Within those Devastated Debris of an Apartment Block, I Encountered a Book I Had Rendered

Among the rubble of a collapsed apartment block, a solitary vision remained with me: a tome I had converted from English to Persian, resting half-buried in dust and soot. Its cover was shredded and smudged, its leaves curled and burned, but it was still legible. Still uttering words.

A City Amid Assault

Two days earlier, rockets began striking the city. There were no sirens, just unexpected, violent blasts. The digital network was entirely cut off. I was in my residence, working on a text about what it means to move words across languages, and the principles and concerns of taking on another’s narrative. As buildings came down, I sat polishing a text that contended, in its understated way, for the lasting nature of meaning.

Everything stopped. A project my publisher had been about to publish was stranded when the facility closed. Shops closed one by one. One night, when the blasts were too imminent, my family and I hurried down the stairs toward the cellar. I couldn’t stop dwelling on the library in my apartment, filled with lexicons, valuable editions I had spent years accumulating and every book I had ever worked on. That archive was my life's work, and I didn’t know if I, or it, would survive the night.

Separation and Devastation

My spouse left with her parents for what they thought would be less dangerous areas – places that, days later, were also targeted. My daughter went to stay in another city. As her train was pulling out, she sent me a picture: in the distance, a plant was burning, thick smoke coiling into the sky. People nearest me were suddenly elsewhere, and danger seemed to follow them.

During those days, feelings swept through the city like a front: swift terror, anxiety, moral outrage at the wrong, then apathy. Beyond the emotional toll, the attack eradicated my ability to work. Without electricity and the internet, I had no access to the quick look-ups and sources that translation demands.

Outside, concussive forces ripped windows from their casings; at a family member's house, every window was broken, the possessions lay ruined, household items scattered throughout the rooms. When I visited, a woman sat before the destruction, painting at an stand, refusing to let stillness and dust have the last word.

Converting Pain

A picture was shared on social media of a young poet who was lost when missiles struck a building. Her verse went spread rapidly alongside her image. On a street where I once bought dictionaries, I saw an older woman dashing between alleys, yelling a name. People said she had lost a son in a conflict over 30 years ago, and now, the bombs had stirred some buried memory. She was seeking a child who would never come home.
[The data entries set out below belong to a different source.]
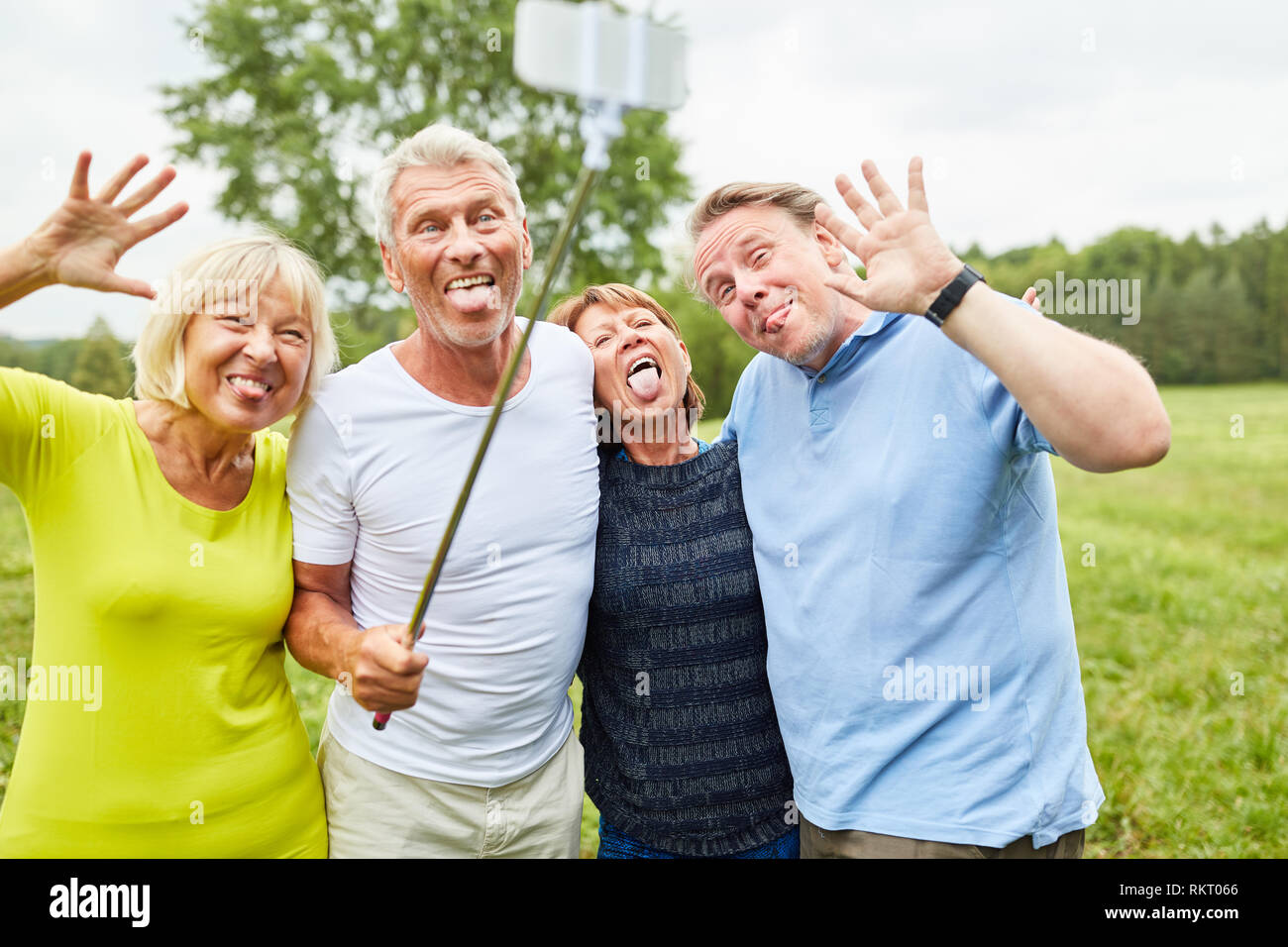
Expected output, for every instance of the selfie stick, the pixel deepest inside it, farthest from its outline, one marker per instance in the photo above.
(600, 124)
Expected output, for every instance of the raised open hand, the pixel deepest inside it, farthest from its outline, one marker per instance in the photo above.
(907, 263)
(84, 240)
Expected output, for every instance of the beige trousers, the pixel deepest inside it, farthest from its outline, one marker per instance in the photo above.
(376, 813)
(823, 843)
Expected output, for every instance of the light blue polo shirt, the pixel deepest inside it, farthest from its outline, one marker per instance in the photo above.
(921, 648)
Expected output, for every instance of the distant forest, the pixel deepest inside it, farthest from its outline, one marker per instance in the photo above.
(1193, 311)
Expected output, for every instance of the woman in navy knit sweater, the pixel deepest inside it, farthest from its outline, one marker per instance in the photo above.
(683, 751)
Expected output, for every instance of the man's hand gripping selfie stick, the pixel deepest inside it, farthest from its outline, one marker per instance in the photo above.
(600, 123)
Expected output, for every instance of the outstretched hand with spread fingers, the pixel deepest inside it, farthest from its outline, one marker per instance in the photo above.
(84, 240)
(907, 263)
We were all converting, in our own way: changing ruin into image, demise into lines, mourning into longing.

Translation as Persistence

A week after the attacks began, still surrounded by ruin, I found myself working on a fable about a king whose daughter will recover only if she can grasp the moon. Though written for children, it carried significant meaning for me then. The author, who lost his sight yet kept creating until the end of his life, understood something about reaching for the impossible. I wondered if the moon was the peace we all longed for – seemingly out of reach, yet still worth reaching toward.
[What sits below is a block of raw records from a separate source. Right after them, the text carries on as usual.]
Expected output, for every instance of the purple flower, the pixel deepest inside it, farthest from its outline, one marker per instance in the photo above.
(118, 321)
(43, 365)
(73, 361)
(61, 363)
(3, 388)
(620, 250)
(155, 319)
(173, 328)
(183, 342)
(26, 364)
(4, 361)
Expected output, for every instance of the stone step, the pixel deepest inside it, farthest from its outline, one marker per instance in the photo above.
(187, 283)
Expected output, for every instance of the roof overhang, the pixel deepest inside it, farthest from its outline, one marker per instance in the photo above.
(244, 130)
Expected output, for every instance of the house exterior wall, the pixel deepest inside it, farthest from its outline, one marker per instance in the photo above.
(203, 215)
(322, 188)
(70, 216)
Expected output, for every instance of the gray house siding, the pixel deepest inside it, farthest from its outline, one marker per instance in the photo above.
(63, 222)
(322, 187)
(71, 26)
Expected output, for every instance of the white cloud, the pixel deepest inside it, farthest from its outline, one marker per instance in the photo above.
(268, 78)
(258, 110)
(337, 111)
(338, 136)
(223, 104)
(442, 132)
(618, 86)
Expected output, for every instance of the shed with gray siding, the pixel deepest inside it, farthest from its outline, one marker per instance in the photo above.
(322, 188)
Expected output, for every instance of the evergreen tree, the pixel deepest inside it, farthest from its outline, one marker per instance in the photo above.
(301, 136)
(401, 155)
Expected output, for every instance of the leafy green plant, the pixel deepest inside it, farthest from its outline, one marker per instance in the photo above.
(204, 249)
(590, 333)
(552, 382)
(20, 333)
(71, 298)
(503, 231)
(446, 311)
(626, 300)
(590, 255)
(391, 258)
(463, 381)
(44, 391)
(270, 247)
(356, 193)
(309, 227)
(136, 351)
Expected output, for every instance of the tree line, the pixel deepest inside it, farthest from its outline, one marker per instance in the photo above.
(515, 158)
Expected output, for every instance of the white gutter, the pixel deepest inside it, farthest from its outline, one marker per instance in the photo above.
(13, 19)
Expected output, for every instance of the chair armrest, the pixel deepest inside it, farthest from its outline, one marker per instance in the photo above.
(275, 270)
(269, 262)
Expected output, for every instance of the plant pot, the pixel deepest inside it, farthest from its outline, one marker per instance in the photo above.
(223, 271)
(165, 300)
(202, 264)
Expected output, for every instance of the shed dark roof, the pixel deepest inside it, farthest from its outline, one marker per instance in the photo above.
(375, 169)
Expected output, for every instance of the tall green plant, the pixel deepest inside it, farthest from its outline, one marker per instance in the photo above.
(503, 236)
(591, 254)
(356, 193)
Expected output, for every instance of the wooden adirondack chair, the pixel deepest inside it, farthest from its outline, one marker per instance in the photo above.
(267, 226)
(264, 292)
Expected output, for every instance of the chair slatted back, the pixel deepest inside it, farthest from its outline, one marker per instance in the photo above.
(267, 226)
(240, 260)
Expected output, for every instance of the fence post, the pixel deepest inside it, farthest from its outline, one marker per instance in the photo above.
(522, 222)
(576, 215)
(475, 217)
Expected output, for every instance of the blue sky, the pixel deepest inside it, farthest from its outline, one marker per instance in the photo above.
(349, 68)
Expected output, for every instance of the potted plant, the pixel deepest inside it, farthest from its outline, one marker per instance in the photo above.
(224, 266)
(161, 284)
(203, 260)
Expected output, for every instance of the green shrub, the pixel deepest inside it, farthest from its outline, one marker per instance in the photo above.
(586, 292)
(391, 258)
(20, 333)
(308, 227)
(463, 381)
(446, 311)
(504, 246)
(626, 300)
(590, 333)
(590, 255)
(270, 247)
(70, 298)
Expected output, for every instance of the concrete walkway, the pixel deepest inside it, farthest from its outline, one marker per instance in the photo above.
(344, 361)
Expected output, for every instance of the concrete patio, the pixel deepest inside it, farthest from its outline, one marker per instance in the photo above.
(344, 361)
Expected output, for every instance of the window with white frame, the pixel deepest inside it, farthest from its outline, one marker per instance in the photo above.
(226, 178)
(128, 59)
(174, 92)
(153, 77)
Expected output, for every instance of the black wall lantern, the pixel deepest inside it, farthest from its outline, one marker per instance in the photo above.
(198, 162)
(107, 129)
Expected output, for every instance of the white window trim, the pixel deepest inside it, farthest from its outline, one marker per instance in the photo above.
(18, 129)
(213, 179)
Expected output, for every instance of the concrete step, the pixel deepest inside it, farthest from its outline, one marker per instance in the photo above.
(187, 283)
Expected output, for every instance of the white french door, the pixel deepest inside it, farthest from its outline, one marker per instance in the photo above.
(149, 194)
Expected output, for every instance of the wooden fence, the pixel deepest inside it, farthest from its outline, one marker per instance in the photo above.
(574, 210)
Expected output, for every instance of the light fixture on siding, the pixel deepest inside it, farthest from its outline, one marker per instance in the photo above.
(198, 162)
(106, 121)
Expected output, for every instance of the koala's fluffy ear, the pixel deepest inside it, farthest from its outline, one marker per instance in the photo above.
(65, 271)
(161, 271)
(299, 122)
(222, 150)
During those nights, I understood translation as something greater than a skill: it was an act of resistance, of staying put, of holding on.

One day, in bright sunlight, blasts hit a detention center; in those same hours, I was translating passages about a leader in his prison cell, asking for more resources, insisting that translation become his “predominant activity”. For him, translation was – as the author puts it – “a reality, hope, rigor, support, and analogy” all at once.

An Enduring Voice

And then came the photograph. I spotted it on a platform and saw that, among the ruins of another apartment block, lay one of my old works, damaged but surviving, my name displayed on the cover. The image was in color, but it might as well have been devoid of color, drained of life among the rubble and ruins. For most of my career, I had been invisible, as all translators are. But here was my work made seen – scarred, but persisting.

I looked at the image for a long time. The author writes that “all translation is a statement”, but I had never felt the full weight of this until then. To translate, even under fire, was to say: “this voice was important”. It will not be forgotten. To translate is not just to haul stories across languages, but to help them endure when everything else crumbles. It is a subtle, determined refusal to be silenced.

Gregory Johnson
Gregory Johnson

Mira Thorne is a gaming analyst with over a decade of experience in online casinos, specializing in slot machine mechanics and player psychology.